Дальше шли другие цитаты, но прочесть их было невозможно. Склонившись над этим прахом, я долго искал, но больше ничего не нашел. Наконец я встал, поглядел на свои черные от сажи руки. Увидел в зеркале, что и лоб у меня испачкан. Как в дни молодости, вдруг явилось желание уйти куда-нибудь в поле и ходить долго, долго. Забыв о своем больном сердце, я быстро сбежал с лестницы.
Впервые за много недель я направился в виноградники, где уже, один за другим, длинные ряды лоз лишались гроздьев и готовились к зимнему сну. Весь пейзаж вокруг был таким легким, прозрачным, воздушным и лазурно-переливчатым, как те голубоватые мыльные пузыри, которые когда-то Мари выдувала соломинкой Ветер и солнце уже подсушили колеи дорог и глубокие отпечатки воловьих копыт. Я шел, неся в своей душе неведомый мне прежде образ Изы — образ женщины, терзавшейся страстями, которые одному лишь Господу Богу под силу было укрощать. Прозаическую домовитую хозяйку пожирала ревность к сестре. Маленький Люк был ей ненавистен. Иза возненавидела ни в чем не повинного мальчугана! Что тут было причиной? Зависть? Боязнь за собственных детей? Ведь я любил Люка больше, чем их. Но она ненавидела и Маринетту… Да, да. Она страдала из-за меня: я обладал властью мучить ее. Безумие! Умерла Маринетта, умер Люк, умерла Иза. Все умерли, умерли! Я уже старик, я стою на краю той самой ямы, что поглотила их, и вот я радуюсь — радуюсь тому, что не был безразличен умершей женщине, что я вызывал в ее душе эти бури.
Смешно! И я в самом деле смеялся в одиночестве, кашляя и задыхаясь, ухватившись рукой за столбик, к которому привязана была виноградная лоза; а передо мной расстилались широкие просторы, затянутые бледной дымкой, где тонули деревни с колокольнями церквей, дороги и окаймлявшие их тополя. С трудом лучи заходящего солнца прокладывали себе путь к этому погребенному в тумане миру.
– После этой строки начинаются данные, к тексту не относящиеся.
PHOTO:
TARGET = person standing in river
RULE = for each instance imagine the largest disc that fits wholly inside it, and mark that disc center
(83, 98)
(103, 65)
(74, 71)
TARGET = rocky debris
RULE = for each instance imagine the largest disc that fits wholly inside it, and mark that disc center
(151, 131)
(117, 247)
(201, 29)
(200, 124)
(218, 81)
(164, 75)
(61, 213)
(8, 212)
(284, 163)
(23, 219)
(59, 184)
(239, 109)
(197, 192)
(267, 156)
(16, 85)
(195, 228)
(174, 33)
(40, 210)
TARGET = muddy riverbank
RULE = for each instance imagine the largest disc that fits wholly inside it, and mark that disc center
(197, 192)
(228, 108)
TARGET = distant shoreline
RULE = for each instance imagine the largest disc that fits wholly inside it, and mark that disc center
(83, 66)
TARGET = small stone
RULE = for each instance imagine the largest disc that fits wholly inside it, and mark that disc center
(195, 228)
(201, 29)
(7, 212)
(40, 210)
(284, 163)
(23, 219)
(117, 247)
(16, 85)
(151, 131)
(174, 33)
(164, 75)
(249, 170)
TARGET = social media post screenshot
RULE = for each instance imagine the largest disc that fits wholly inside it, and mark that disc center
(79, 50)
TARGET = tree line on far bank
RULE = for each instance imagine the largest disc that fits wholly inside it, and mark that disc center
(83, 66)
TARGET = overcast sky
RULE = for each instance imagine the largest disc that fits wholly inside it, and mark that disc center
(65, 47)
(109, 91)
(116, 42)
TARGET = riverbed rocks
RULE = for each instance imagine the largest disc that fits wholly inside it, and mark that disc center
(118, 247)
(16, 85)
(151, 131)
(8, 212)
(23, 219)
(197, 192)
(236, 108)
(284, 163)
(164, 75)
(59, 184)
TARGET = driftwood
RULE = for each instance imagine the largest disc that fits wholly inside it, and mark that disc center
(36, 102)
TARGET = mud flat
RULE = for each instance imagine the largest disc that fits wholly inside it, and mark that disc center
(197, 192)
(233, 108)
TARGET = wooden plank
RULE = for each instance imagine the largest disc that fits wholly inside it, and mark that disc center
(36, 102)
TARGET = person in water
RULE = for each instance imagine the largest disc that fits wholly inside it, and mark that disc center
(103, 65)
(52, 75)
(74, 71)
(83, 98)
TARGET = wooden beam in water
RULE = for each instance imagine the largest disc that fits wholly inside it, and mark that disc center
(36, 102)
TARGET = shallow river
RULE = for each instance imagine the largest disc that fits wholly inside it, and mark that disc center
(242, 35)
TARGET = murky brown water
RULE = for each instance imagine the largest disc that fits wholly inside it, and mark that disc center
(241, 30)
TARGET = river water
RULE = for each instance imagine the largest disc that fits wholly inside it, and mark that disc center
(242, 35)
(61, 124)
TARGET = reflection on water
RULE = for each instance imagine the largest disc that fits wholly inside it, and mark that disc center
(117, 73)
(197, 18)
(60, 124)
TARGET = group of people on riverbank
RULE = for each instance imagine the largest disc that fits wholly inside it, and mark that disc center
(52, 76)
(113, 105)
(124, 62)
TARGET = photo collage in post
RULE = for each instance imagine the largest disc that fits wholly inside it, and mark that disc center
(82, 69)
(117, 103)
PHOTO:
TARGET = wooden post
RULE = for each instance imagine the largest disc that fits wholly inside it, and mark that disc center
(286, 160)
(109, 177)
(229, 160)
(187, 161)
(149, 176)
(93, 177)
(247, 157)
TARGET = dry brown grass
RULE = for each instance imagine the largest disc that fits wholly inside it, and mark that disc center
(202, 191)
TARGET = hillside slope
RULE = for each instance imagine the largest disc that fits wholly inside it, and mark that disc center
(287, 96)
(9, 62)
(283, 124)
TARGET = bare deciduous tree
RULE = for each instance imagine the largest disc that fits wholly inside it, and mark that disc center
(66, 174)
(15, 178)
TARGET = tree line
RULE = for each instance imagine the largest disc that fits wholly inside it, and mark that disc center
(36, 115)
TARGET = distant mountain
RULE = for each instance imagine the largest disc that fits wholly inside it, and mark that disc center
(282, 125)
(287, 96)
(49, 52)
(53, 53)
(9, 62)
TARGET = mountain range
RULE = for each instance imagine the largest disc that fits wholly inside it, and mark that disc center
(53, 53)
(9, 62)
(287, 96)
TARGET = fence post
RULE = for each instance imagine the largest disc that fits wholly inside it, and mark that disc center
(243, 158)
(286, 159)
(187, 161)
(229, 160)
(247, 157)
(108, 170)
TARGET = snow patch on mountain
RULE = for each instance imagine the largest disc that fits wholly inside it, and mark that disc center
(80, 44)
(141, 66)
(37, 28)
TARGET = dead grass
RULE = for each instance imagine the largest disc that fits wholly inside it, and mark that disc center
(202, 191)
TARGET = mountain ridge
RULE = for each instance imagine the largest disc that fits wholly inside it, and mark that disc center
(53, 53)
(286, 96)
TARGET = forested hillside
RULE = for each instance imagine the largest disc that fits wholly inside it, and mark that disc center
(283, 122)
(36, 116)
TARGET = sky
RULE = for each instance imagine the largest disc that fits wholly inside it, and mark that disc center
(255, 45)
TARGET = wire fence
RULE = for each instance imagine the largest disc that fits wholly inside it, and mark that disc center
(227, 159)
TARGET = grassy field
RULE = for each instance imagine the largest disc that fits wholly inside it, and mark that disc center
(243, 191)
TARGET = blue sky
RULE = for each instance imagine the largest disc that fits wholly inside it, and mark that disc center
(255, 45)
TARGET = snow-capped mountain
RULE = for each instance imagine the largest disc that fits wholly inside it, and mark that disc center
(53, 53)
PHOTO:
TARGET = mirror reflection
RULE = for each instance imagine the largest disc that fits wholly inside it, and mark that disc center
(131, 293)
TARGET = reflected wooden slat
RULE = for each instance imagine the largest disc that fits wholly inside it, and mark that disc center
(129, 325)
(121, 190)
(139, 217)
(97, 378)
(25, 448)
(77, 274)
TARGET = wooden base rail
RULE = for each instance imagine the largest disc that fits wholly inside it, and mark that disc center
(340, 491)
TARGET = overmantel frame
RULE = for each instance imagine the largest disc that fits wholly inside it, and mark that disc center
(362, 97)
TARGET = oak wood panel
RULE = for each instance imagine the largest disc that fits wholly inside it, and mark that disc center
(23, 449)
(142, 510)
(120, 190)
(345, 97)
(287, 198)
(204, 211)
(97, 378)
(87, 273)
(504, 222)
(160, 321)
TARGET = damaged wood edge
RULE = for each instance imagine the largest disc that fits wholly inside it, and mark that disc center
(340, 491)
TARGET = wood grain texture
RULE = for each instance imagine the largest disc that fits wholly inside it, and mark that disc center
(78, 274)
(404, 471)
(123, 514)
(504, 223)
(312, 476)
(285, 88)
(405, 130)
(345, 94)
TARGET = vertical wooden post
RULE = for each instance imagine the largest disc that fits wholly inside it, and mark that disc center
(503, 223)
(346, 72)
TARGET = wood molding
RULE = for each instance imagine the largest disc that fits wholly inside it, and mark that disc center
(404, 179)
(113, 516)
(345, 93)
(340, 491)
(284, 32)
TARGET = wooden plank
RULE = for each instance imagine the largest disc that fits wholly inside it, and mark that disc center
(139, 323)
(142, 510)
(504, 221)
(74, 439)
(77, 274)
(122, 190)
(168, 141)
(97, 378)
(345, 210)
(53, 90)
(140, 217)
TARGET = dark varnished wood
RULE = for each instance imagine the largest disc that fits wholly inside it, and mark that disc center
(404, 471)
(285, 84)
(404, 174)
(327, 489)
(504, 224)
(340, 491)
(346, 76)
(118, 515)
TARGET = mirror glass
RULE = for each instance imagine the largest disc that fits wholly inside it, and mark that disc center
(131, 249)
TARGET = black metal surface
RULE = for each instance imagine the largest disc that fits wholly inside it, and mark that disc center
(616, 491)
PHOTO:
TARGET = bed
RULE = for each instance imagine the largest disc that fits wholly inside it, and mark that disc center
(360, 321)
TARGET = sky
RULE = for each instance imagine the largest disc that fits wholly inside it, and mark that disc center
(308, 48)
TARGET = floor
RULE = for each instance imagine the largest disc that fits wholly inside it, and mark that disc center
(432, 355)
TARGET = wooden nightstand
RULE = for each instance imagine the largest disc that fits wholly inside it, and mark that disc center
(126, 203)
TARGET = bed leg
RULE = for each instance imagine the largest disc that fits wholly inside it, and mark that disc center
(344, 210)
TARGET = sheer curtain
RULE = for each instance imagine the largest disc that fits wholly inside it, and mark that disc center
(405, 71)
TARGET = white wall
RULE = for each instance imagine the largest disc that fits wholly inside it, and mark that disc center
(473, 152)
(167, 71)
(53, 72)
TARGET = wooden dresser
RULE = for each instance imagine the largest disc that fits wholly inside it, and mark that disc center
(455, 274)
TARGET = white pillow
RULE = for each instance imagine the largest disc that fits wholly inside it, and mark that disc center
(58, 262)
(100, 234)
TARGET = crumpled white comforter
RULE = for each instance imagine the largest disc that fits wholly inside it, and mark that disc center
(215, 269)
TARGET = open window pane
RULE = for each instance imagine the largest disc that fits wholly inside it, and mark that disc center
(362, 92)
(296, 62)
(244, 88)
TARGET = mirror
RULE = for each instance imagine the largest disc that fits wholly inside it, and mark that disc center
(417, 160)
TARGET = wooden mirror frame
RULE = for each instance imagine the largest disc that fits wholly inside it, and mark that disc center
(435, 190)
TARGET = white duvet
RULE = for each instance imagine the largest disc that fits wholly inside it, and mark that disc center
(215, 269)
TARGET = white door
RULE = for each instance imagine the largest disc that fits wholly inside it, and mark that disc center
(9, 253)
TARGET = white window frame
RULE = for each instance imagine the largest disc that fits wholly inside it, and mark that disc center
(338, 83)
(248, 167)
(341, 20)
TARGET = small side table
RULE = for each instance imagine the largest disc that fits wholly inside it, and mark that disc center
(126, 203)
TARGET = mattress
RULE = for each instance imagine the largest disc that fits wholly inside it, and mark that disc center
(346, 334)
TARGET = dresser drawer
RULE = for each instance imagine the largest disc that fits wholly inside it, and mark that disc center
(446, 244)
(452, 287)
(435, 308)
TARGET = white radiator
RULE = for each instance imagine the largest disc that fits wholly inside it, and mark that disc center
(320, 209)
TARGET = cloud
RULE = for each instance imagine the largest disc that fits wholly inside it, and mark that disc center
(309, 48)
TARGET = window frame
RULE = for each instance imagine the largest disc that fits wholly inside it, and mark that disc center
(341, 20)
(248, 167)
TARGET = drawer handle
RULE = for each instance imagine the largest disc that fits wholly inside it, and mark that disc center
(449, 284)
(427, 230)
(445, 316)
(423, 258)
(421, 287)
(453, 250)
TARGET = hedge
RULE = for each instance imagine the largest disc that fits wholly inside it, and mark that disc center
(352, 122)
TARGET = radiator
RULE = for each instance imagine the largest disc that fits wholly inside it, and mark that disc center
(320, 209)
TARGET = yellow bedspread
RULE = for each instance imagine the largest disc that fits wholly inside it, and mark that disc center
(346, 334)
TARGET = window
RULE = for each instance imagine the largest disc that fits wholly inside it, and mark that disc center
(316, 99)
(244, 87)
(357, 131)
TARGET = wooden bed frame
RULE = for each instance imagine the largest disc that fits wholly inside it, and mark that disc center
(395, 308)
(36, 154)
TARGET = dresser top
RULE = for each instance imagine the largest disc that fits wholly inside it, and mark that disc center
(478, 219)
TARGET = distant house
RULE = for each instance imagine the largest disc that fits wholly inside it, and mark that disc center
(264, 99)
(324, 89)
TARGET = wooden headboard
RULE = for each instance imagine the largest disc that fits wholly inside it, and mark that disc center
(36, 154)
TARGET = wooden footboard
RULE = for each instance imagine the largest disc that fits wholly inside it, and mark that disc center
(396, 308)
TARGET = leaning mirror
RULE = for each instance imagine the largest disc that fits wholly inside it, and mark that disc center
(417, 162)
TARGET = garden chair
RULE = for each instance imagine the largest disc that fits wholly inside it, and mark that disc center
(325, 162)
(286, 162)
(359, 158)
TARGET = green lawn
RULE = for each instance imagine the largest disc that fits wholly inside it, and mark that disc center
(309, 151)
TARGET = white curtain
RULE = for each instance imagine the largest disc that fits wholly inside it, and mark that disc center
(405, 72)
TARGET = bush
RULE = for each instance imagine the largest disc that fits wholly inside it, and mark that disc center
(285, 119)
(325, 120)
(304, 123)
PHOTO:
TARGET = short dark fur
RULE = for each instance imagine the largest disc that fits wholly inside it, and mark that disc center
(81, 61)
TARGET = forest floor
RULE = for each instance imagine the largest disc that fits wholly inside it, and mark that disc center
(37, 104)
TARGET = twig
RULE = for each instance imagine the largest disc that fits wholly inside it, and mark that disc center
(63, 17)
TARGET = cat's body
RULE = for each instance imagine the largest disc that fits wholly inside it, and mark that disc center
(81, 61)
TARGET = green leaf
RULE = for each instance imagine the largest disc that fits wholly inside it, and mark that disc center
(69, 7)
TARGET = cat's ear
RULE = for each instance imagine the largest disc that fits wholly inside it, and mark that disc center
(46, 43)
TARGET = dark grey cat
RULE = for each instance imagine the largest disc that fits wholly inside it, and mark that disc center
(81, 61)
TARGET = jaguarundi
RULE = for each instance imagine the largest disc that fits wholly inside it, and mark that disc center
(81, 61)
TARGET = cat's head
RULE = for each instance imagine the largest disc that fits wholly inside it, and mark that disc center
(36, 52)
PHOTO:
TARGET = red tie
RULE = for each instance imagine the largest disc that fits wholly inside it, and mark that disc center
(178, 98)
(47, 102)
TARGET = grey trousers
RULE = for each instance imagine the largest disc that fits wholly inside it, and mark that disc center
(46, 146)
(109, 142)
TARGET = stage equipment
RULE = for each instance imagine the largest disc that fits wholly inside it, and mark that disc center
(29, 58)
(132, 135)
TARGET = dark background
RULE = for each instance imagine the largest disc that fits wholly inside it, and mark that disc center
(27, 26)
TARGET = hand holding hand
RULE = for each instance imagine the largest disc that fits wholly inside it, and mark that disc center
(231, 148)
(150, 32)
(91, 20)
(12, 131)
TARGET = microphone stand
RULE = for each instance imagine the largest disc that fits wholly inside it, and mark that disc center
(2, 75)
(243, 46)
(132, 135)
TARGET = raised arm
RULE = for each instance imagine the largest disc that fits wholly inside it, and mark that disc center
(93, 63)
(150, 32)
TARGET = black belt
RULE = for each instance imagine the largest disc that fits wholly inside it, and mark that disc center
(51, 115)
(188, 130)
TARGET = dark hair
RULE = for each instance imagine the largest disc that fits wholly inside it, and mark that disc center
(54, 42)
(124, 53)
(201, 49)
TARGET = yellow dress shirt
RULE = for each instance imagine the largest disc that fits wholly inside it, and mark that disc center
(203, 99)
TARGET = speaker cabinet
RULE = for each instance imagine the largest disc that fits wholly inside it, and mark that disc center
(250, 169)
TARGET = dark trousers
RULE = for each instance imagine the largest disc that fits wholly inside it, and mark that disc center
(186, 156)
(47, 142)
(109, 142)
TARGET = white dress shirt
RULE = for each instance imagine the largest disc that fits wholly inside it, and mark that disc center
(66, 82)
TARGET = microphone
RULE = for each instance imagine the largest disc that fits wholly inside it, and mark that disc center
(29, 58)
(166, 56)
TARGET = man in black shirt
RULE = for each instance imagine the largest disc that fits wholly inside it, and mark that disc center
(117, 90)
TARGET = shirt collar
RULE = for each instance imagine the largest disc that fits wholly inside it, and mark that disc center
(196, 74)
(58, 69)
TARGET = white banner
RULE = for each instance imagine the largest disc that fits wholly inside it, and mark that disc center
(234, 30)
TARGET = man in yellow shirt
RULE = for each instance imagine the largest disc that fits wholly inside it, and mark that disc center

Я чувствовал, я видел, я осязал свое преступление. Страшным было не только это мерзкое змеиное гнездо, эта ненависть к родным детям, жажда мести, алчность к деньгам; ужасным было то, что я ничего не видел иного, кроме переплетавшихся ядовитых гадюк. Я связан был с гнусным клубком змей, как будто он стал моим сердцем, как будто толчки моего сердца смешивались с кишением этих гадов. Мало того что на протяжении пятидесяти лет я знал в себе лишь то, что на самом-то дело не было мною, я так же поступал и с другими. Меня ослепляли те жалкие вожделения, которые я читал на лицах своих детей. В чертах Робера я замечал лишь тупость, обманчивая видимость все заслоняла от меня. Никогда внешний облик людей не представал перед моим взором как оболочка, которую нужно прорвать и, проникнув сквозь нее, увидеть истинную сущность человека. Мне следовало бы сделать это открытие раньше — в тридцать, в сорок лет. А теперь что ж? Теперь я старик, сердце у меня бьется медленно, вяло; в последний раз я вижу, как осень убаюкивает виноградники, окутывает их дымкой тумана и багрецом заката. Те, кого я должен был любить, умерли; умерли те, кто мог бы меня любить. А к тем, кто остался в живых, мне не найти дороги, не открыть их внутреннего облика, — не успеть мне, да и сил уже нет. Теперь во мне все, даже голос, даже движения, даже смех — принадлежат тому чудовищному уроду, которого я противопоставил миру, уроду, которому я дал свое имя.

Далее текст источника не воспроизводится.